A trip through the Graphics Pipeline 2011_13 Compute Shaders, UAV, atomic, structured buffer
Welcome back to what’s going to be the last “official” part of this series – I’ll do more GPU-related posts in the future, but this series is long enough already. We’ve been touring all the regular parts of the graphics pipeline, down to different levels of detail. Which leaves one major new feature introduced in DX11 out: Compute Shaders. So that’s gonna be my topic this time around.
For this series, the emphasis has been on overall dataflow at the architectural level, not shader execution (which is explained well elsewhere). For the stages so far, that meant focusing on the input piped into and output produced by each stage; the way the internals work was usually dictated by the shape of the data. Compute shaders are different – they’re running by themselves, not as part of the graphics pipeline, so the surface area of their interface is much smaller.
In fact, on the input side, there’s not really any buffers for input data at all. The only input Compute Shaders get, aside from API state such as the bound Constant Buffers and resources, is their thread index. There’s a tremendous potential for confusion here, so here’s the most important thing to keep in mind: a “thread” is the atomic unit of dispatch in the CS environment, and it’s a substantially different beast from the threads provided by the OS that you probably associate with the term. CS threads have their own identity and registers, but they don’t have their own Program Counter (Instruction Pointer) or stack, nor are they scheduled individually.

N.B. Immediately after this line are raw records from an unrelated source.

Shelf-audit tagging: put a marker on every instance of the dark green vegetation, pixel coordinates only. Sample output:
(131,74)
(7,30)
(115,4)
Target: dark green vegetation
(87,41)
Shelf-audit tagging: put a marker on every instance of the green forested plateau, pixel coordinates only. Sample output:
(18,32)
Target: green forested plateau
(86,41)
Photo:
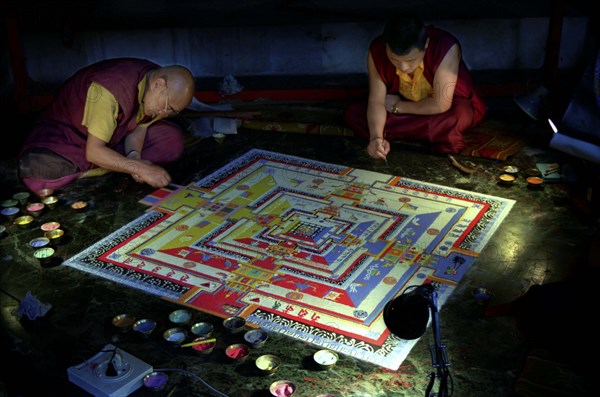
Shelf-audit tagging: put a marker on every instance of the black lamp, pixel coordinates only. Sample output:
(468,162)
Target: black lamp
(407,317)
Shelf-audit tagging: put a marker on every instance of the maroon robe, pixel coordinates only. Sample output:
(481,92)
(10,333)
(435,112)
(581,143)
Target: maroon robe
(444,131)
(61,131)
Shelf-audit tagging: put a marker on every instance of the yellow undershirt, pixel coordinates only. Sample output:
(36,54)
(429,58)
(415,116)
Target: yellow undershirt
(415,88)
(102,109)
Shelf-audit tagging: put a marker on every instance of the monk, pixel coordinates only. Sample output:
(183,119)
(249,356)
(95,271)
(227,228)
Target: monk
(109,116)
(419,90)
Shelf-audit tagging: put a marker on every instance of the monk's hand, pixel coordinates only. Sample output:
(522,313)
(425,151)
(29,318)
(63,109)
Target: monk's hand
(378,148)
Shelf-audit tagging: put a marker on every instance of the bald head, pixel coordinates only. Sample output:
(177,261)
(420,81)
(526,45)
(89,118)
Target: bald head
(180,83)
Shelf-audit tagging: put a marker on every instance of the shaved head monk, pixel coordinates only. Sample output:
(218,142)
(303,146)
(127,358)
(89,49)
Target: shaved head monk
(109,116)
(419,90)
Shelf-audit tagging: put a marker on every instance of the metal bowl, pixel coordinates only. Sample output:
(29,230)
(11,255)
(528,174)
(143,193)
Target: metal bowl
(268,364)
(175,335)
(282,388)
(325,359)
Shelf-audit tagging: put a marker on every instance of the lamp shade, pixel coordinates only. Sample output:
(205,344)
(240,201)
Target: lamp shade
(407,315)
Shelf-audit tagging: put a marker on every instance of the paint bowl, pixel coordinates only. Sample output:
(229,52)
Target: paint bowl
(506,179)
(219,137)
(39,242)
(9,203)
(238,352)
(50,201)
(24,221)
(144,326)
(256,338)
(44,255)
(45,192)
(204,348)
(282,388)
(21,197)
(511,170)
(49,226)
(203,329)
(325,359)
(10,212)
(35,209)
(534,182)
(175,335)
(123,322)
(79,206)
(268,364)
(156,381)
(180,317)
(234,325)
(55,236)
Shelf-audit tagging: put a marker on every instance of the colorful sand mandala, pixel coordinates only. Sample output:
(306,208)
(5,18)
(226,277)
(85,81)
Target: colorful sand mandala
(304,248)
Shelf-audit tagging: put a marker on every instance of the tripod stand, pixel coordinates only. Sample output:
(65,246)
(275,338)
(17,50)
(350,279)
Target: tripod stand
(407,317)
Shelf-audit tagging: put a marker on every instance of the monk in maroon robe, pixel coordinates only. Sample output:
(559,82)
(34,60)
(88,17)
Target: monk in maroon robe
(419,90)
(109,117)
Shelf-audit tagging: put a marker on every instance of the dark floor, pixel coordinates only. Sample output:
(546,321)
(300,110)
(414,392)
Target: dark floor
(544,239)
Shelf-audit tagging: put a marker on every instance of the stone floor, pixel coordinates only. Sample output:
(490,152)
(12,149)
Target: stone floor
(543,240)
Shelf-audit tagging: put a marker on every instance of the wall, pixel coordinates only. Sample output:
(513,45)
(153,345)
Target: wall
(311,49)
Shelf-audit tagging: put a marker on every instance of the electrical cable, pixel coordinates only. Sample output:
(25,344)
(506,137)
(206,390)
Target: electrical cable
(194,376)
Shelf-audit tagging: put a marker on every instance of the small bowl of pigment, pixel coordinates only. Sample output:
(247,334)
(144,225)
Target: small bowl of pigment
(234,325)
(39,242)
(123,321)
(21,197)
(238,352)
(181,316)
(325,359)
(175,336)
(268,364)
(144,326)
(204,348)
(256,337)
(36,209)
(9,203)
(44,255)
(511,170)
(282,388)
(10,212)
(55,236)
(45,192)
(50,201)
(203,329)
(49,226)
(24,221)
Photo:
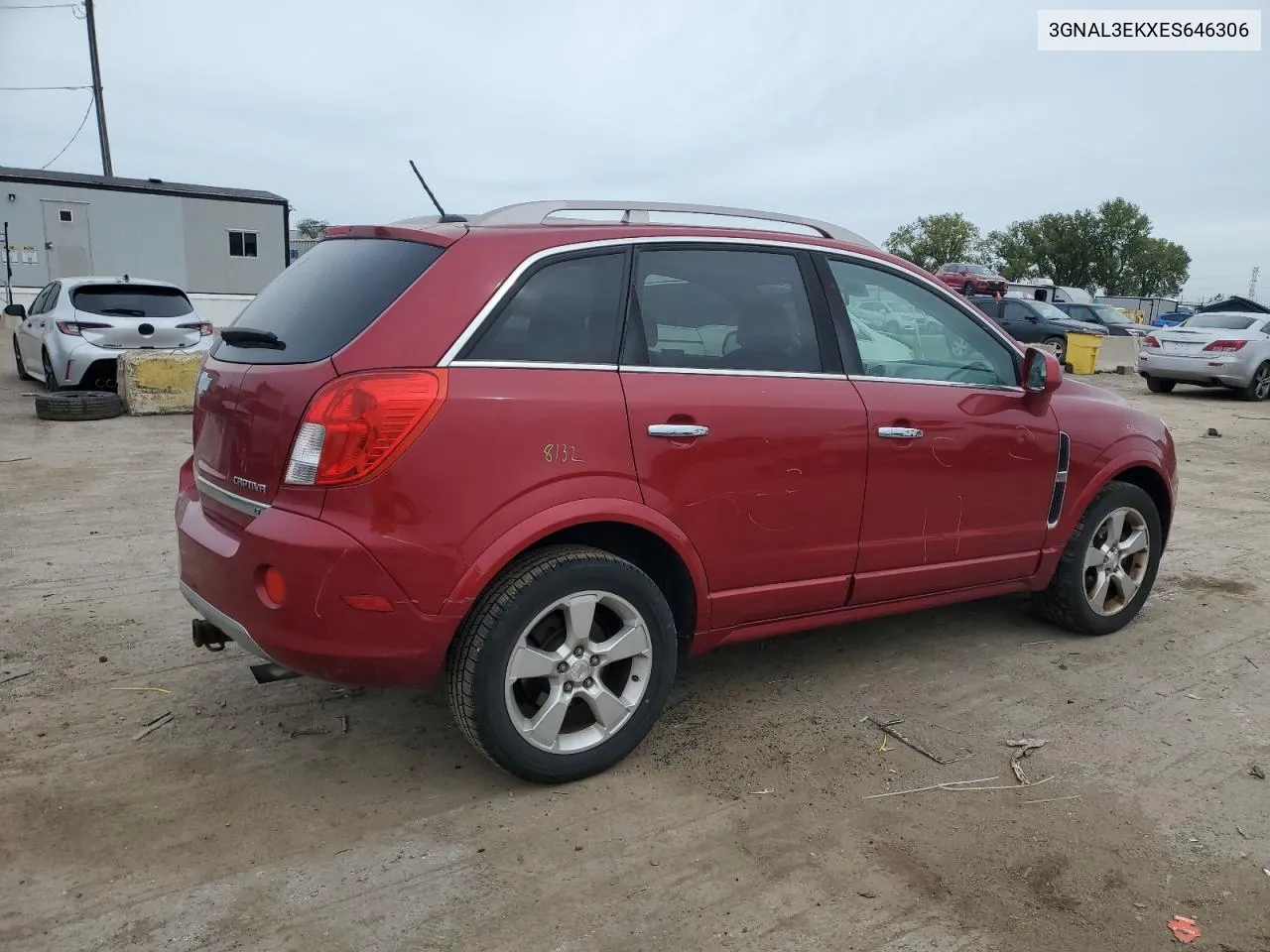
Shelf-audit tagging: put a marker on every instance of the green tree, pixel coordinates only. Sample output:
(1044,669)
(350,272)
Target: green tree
(935,239)
(1159,270)
(312,227)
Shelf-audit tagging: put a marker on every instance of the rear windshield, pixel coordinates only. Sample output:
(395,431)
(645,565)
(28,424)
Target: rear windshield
(122,299)
(1220,321)
(327,298)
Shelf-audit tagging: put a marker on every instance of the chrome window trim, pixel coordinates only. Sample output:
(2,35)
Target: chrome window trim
(474,326)
(248,507)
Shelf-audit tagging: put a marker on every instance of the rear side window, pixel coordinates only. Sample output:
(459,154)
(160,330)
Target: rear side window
(722,309)
(130,301)
(568,311)
(329,296)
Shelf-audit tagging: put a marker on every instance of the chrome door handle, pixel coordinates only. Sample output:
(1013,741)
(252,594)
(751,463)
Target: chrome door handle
(677,429)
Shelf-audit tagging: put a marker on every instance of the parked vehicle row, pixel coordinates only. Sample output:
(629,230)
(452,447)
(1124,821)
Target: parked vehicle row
(1035,321)
(651,439)
(1210,349)
(970,278)
(75,329)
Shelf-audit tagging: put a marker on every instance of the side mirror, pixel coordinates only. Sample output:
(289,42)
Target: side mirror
(1042,371)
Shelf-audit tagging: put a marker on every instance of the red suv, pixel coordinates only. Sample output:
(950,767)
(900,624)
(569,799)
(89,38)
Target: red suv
(548,460)
(970,278)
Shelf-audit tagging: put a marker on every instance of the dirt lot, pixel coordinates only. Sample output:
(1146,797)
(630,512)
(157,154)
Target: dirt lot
(739,824)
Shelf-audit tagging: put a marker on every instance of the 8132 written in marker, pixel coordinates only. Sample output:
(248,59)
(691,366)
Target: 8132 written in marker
(1148,31)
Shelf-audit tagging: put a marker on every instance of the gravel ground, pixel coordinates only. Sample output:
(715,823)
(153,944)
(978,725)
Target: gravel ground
(739,824)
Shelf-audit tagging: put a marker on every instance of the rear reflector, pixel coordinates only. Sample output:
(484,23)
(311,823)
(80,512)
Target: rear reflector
(367,603)
(359,422)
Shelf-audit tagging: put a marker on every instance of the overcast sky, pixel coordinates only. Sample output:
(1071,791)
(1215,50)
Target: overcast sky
(862,112)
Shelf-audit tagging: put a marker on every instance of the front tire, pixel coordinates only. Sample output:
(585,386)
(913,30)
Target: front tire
(1109,566)
(1259,388)
(564,664)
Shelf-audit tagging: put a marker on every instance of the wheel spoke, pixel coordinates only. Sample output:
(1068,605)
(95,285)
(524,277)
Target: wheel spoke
(608,708)
(630,642)
(579,615)
(1098,595)
(545,726)
(531,662)
(1137,542)
(1127,585)
(1115,527)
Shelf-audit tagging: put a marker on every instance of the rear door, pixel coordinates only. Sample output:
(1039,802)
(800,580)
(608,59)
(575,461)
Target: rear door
(253,393)
(746,433)
(961,461)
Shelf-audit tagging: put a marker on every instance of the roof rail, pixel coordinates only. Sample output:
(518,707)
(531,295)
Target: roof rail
(636,212)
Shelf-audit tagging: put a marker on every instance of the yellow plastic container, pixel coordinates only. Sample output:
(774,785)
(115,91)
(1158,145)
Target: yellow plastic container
(1082,352)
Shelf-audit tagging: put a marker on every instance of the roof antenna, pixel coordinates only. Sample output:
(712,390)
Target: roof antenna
(444,218)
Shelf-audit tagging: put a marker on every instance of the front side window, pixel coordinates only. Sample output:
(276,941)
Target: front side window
(568,311)
(724,309)
(947,344)
(243,244)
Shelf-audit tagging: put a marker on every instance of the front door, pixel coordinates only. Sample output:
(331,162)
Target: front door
(66,236)
(961,461)
(746,433)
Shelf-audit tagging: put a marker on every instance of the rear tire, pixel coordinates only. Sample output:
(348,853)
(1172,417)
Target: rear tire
(536,644)
(70,405)
(1259,388)
(17,358)
(1089,592)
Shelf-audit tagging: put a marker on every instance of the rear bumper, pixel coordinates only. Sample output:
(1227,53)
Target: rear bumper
(313,631)
(1197,370)
(75,362)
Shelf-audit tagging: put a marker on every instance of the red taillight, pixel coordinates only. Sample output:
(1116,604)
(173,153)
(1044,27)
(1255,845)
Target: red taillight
(359,422)
(76,329)
(1224,347)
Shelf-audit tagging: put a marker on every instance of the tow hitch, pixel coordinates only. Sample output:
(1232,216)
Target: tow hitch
(207,635)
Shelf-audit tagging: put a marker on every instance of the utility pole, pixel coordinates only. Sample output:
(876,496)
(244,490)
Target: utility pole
(96,89)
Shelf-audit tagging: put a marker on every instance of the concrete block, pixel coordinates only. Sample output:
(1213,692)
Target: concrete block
(1118,352)
(158,382)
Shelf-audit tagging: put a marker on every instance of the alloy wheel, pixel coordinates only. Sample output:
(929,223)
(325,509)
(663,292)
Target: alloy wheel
(1116,561)
(1261,382)
(578,671)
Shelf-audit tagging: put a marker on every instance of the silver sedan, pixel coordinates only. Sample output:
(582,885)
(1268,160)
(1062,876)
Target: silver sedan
(1211,349)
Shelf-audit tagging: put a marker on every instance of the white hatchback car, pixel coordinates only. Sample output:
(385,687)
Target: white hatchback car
(75,329)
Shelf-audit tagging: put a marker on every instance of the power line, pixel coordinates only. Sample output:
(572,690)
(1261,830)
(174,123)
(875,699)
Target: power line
(82,122)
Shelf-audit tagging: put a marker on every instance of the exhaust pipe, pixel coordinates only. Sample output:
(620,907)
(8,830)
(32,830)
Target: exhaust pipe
(207,635)
(270,671)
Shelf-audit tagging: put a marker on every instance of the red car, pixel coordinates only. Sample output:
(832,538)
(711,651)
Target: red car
(545,461)
(970,278)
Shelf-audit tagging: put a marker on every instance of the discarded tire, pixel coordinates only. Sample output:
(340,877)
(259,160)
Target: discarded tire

That explains the “thread” and “warp” levels. Above that is the “thread group” level, which deals with – who would’ve thought? – groups of threads. The size of a thread group is specified during shader compilation. In DX11, a thread group can contain anywhere between 1 and 1024 threads, and the thread group size is specified not as a single number but as a 3-tuple giving thread x, y, and z coordinates. This numbering scheme is mostly for the convenience of shader code that addresses 2D or 3D resources, though it also allows for traversal optimizations. At the macro level, CS execution is dispatched in multiples of thread groups; thread group IDs in D3D11 again use 3D group IDs, same as thread IDs, and for pretty much the same reasons.
The above description makes it sound like thread groups are a fairly arbitrary middle level in this hierarchy. However, there’s one important bit missing that makes thread groups very special indeed: Thread Group Shared Memory (TGSM). On DX11 level hardware, compute shaders have access to 32k of TGSM, which is basically a scratchpad for communication between threads in the same group. This is the primary (and fastest) way by which different CS threads can communicate.
Group Synchronization. A Group Synchronization Barrier forces all threads inside the current group to reach the barrier before any of them may consume past it. Once a Warp reaches such a barrier, it will be flagged as non-runnable, same as if it was waiting for a memory or texture access to complete. Once the last Warp reaches the barrier, the remaining Warps will be reactivated. This all happens at the Warp scheduling level; it adds additional scheduling constraints, which may cause stalls, but there’s no need for atomic memory transactions or anything like that; other than lost utilization at the micro level, this is a reasonably cheap operation.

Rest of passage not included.